Here is my understanding of the idea that information can't be passed using entanglement - based on two entangled electrons with opposite spin.

Suppose I closed my eyes and dropped one shoe of a pair in one box and the other into another, and then mailed one box off to a friend in the next town, or in Andromeda without looking at the contents. When I came to open my box, and found a left shoe (say), I would instantly know what was in my friend's box - a right shoe -, but there would be nothing magical or quantum about that! Also there would be no information transfer.

Now suppose I did the same with an entangled pair of electrons. The crucial difference is that both of us could measure our electron's spin about 3 different possible axes - X, Y, or Z. Suppose I measured in the Z direction, if my friend also measures in the Z direction, the result is analogous to the shoes above, but if he measures the spin about Y or Z he should get a spin which is plus or minus one half with equal probabilities.

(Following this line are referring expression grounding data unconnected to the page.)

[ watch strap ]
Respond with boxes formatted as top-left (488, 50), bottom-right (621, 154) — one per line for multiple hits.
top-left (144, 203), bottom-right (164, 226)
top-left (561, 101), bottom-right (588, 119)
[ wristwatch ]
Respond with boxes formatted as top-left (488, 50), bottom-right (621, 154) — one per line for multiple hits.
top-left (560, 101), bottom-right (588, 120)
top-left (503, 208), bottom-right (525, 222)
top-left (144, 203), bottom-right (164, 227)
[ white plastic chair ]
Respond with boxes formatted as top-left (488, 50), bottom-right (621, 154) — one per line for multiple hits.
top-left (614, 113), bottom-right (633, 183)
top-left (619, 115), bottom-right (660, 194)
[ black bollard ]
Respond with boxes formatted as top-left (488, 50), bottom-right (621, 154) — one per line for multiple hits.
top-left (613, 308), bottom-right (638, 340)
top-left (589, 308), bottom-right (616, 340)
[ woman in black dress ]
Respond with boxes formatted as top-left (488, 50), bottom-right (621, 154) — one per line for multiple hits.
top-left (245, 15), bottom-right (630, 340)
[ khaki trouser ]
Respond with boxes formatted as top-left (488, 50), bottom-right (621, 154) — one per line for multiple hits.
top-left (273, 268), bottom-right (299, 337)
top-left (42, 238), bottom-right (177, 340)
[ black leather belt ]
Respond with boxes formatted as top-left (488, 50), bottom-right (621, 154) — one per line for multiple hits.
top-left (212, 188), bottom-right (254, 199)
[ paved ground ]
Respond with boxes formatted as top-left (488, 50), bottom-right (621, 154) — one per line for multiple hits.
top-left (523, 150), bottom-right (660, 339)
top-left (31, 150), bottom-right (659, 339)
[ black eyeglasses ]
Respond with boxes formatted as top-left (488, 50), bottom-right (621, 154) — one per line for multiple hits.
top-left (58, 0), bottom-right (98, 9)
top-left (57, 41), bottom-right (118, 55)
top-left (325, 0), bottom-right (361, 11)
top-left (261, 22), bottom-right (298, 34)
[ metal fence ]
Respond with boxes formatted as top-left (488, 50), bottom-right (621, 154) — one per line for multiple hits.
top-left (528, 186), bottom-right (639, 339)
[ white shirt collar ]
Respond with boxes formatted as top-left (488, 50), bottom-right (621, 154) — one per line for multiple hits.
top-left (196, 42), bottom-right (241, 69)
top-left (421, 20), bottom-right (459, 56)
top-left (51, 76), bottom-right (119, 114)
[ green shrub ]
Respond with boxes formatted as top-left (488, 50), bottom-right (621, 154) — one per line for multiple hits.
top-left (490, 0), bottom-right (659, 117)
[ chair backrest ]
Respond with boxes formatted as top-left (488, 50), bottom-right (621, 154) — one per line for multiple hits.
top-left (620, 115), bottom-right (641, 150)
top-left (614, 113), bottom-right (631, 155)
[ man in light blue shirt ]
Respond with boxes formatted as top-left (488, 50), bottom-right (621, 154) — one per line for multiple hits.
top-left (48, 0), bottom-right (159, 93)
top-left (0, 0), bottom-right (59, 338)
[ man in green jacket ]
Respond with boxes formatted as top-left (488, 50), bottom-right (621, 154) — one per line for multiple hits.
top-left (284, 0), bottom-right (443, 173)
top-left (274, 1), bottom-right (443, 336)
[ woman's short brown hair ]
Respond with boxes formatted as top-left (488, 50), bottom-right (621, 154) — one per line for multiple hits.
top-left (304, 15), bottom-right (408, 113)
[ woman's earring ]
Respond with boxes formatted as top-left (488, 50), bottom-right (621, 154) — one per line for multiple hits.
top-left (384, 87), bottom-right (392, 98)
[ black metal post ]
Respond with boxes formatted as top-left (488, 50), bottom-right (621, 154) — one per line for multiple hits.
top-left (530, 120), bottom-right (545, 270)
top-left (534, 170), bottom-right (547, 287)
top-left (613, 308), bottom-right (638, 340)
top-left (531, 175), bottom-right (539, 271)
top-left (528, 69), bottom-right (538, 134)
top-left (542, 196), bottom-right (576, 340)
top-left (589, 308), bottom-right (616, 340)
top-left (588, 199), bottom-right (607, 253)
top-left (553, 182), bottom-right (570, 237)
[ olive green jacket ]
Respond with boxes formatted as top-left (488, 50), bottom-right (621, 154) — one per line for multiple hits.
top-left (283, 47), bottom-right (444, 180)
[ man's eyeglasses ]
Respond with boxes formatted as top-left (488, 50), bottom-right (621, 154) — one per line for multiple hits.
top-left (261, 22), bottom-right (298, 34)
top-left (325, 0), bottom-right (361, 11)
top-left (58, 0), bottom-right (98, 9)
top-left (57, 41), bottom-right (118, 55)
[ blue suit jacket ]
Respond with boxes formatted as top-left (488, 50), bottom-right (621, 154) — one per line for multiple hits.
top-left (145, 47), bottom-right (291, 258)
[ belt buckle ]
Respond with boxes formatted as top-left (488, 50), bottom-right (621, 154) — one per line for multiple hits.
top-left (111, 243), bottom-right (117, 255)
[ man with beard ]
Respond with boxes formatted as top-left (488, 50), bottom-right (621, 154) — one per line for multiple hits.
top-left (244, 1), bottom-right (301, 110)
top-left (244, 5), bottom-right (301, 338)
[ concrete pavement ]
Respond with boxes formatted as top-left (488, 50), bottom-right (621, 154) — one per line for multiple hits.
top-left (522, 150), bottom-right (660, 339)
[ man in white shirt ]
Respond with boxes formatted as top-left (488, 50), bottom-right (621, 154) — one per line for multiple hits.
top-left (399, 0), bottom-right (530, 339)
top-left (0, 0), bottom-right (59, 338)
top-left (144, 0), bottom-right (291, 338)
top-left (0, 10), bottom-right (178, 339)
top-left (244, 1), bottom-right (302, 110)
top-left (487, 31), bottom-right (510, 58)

If this is repeated a lot of times, and all the data is collected, it will be obvious that whenever we both chose the same measurement direction (long after the particles separated) we came up with opposite spin values.

Keep in mind that even if you measure the spin about a different axis, QM requires that the answer is either +1/2 or -1/2.

This means that in some strange way, every time I made a measurement, I transmitted the direction of measurement to my friend.

The reason this doesn't count as information transfer, is that my friend has the choice of measuring the spin about 3 possible axes, and he will get random 50/50 answers on all through axes! He doesn't learn anything from the experiment until all the data is brought together - because he doesn't learn which spin value I actually measured!

That is (I hope) standard QM, but I can't help wondering if there is more to quantum probabilities than is usually assumed. For example, if people can preferentially select quantum states, this might not show up in normal physics experiments - only experiments like Dean Radin's - where he does report such an effect!